RN Patient Navigator, JBH NICU/ Days

MercyhealthRockford, IL
18h

About The Position

The RN Patient Navigator coordinates and facilitates patient care activities to assure appropriateness of services and efficient utilization of resources, improve coordination of care across the health care continuum, and to contribute to improved patient satisfaction and outcomes. Provides compassionate, culturally sensitive, holistic nursing care to patients in a clinical setting, supporting the Mercyhealth nursing mission, practice values and strategic plan. May include variable shifts, weekends, holiday and/or on-call hours. Performs other duties as assigned including floating to various units based on identified needs and clinical competency.

Requirements

  • Graduate of an accredited nursing program. BSN or upon hire BSN completion agreement for enrollment in an accredited BSN Completion Program May require specific years of applicable experience to qualify (per department guidelines). If hired prior to 1-1-14 in Winnebago County and prior to 9-1-14 in Rock, Walworth and McHenry Counties an ADN only is required.
  • Current Registered Nurse License in the state of practice.
  • BLS/CPR required within 90 days
  • Must be skilled with use of voice mail and phone features. Must be able to use available technology for language interpretation.
  • Must have expert knowledge of Allscripts Care Management program and Epic EMR. Must be able to use Microsoft Outlook, and have basic knowledge of Excel and Word. Must be able to easily toggle between computer applications.
  • Must be available to work and or be on-call on weekends and holidays, as assigned.

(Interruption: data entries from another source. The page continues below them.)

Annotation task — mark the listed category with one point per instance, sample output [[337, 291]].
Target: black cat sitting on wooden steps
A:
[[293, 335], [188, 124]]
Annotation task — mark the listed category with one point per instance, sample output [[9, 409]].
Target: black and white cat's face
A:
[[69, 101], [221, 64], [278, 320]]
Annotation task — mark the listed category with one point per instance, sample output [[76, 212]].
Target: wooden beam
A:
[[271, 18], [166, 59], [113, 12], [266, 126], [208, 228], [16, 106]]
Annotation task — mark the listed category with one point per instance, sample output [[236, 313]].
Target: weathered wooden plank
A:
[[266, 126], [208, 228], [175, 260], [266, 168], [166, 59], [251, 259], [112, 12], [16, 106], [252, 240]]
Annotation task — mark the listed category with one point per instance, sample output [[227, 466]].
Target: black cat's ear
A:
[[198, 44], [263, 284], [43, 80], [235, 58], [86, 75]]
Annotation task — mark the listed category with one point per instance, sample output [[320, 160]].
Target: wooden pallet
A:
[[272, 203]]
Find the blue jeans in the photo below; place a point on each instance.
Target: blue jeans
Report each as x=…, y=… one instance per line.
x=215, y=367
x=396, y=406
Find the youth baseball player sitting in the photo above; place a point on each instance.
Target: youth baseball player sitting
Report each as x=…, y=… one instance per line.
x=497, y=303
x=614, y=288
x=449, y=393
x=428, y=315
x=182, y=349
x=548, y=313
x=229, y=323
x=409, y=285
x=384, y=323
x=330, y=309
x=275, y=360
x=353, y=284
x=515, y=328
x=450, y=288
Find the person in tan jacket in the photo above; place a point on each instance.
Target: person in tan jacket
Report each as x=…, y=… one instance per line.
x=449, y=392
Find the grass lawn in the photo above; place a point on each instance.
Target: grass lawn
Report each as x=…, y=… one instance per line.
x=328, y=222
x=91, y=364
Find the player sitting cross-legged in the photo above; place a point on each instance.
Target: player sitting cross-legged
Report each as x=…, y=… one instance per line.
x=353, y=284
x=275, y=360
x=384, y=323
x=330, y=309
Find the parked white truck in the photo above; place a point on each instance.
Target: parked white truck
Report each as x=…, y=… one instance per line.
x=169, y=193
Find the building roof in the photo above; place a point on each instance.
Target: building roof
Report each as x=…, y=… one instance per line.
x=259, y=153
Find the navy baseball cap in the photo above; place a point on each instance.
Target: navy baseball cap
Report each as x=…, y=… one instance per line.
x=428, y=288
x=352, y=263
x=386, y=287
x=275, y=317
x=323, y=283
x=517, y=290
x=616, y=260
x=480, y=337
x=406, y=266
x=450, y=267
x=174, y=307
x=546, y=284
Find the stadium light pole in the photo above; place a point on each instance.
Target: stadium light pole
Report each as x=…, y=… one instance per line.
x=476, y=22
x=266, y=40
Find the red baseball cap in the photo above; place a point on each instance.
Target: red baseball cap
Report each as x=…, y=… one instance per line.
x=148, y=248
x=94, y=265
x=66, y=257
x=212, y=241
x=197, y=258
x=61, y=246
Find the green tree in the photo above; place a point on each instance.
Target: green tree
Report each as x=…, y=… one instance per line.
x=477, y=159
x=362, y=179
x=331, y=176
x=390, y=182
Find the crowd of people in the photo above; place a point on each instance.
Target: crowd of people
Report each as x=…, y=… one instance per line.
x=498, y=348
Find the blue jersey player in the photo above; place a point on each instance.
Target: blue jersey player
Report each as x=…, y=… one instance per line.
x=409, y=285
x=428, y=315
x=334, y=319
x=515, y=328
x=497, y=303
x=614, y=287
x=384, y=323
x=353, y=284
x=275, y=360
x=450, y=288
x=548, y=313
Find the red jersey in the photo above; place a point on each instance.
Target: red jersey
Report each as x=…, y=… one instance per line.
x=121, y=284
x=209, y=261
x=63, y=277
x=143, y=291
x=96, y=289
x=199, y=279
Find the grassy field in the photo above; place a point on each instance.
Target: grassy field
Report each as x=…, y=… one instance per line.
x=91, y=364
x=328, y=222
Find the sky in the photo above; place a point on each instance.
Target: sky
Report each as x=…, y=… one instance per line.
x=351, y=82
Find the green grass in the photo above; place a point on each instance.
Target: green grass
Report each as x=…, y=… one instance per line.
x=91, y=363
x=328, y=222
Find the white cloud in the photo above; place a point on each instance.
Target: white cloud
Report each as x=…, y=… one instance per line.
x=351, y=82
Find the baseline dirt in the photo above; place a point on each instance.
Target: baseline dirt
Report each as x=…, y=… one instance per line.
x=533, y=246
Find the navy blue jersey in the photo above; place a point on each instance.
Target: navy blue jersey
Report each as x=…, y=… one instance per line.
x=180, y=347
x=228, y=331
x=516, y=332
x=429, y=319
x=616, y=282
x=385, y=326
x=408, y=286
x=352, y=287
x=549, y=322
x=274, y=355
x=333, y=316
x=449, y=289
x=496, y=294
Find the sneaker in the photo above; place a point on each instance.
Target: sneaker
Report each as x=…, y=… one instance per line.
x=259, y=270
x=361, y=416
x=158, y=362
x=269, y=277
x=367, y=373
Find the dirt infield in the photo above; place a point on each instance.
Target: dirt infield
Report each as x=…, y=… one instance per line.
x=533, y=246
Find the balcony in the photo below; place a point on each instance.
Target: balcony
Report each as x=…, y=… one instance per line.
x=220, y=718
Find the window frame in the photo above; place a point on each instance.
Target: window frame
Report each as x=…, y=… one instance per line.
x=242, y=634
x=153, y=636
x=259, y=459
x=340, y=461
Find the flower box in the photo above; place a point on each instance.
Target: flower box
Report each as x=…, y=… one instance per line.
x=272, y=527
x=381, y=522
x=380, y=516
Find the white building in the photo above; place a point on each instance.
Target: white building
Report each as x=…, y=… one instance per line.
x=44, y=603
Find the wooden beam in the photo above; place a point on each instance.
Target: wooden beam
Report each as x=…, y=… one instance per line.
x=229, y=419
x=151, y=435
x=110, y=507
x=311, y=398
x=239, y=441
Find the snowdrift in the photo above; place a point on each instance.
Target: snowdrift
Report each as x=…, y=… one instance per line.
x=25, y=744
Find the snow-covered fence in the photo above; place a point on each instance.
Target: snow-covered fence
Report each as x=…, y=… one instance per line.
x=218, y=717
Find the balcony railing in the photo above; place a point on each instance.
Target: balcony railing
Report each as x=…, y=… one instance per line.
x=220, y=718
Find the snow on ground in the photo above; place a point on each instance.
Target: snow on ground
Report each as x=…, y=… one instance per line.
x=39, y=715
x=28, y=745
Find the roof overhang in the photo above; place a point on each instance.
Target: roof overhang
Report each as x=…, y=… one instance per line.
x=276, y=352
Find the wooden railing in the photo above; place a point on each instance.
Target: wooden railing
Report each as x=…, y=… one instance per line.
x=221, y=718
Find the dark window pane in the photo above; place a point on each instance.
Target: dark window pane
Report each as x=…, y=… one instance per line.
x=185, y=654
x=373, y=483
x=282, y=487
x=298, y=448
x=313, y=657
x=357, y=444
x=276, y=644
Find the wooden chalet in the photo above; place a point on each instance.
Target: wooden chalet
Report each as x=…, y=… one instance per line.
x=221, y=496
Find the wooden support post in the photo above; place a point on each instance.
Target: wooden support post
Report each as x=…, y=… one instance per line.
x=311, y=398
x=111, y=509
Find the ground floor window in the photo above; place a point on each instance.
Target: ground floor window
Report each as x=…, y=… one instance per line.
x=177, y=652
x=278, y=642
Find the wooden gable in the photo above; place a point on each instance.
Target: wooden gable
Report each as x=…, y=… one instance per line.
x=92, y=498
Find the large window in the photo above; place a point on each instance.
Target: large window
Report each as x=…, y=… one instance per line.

On-call requires accessibility by pager or cell phone during assigned hours and ability to respond promptly to pages by phone.

Nice To Haves

  • Case Management Certification (ACM) preferred.
  • Certification preferred within three years to a specialty approved by CNO or designee; i.e.; Case Management, Med/Surg or Diabetic Education.

Responsibilities

  • Provides case management, advocacy, and care coordination services to hospital patients in a variety of settings to assure seamless transitions in care while minimizing any associated delays or risk of readmission.
  • Conducts early patient assessment, by case-finding and referral, to identify coordination and discharge planning needs.
  • Creates individualized, patient -focused plan for meeting continuing care needs.
  • Makes referrals to post-hospital care providers utilizing knowledge of community resources.
  • Collaborates with the healthcare team to ensure discharge is timely, patient education and instructions are complete, and appropriate follow-up is established.
  • Utilizes current clinical nursing knowledge to effectively educate patients and families about chronic disease conditions.
  • Collaborates with staff nurses and physicians to ensure all elements for core measures have been met prior to discharge.
  • Conducts clinical review process according to Utilization Management Plan.
  • Identifies and intervenes in situations that pose financial risk to the patient and the organization.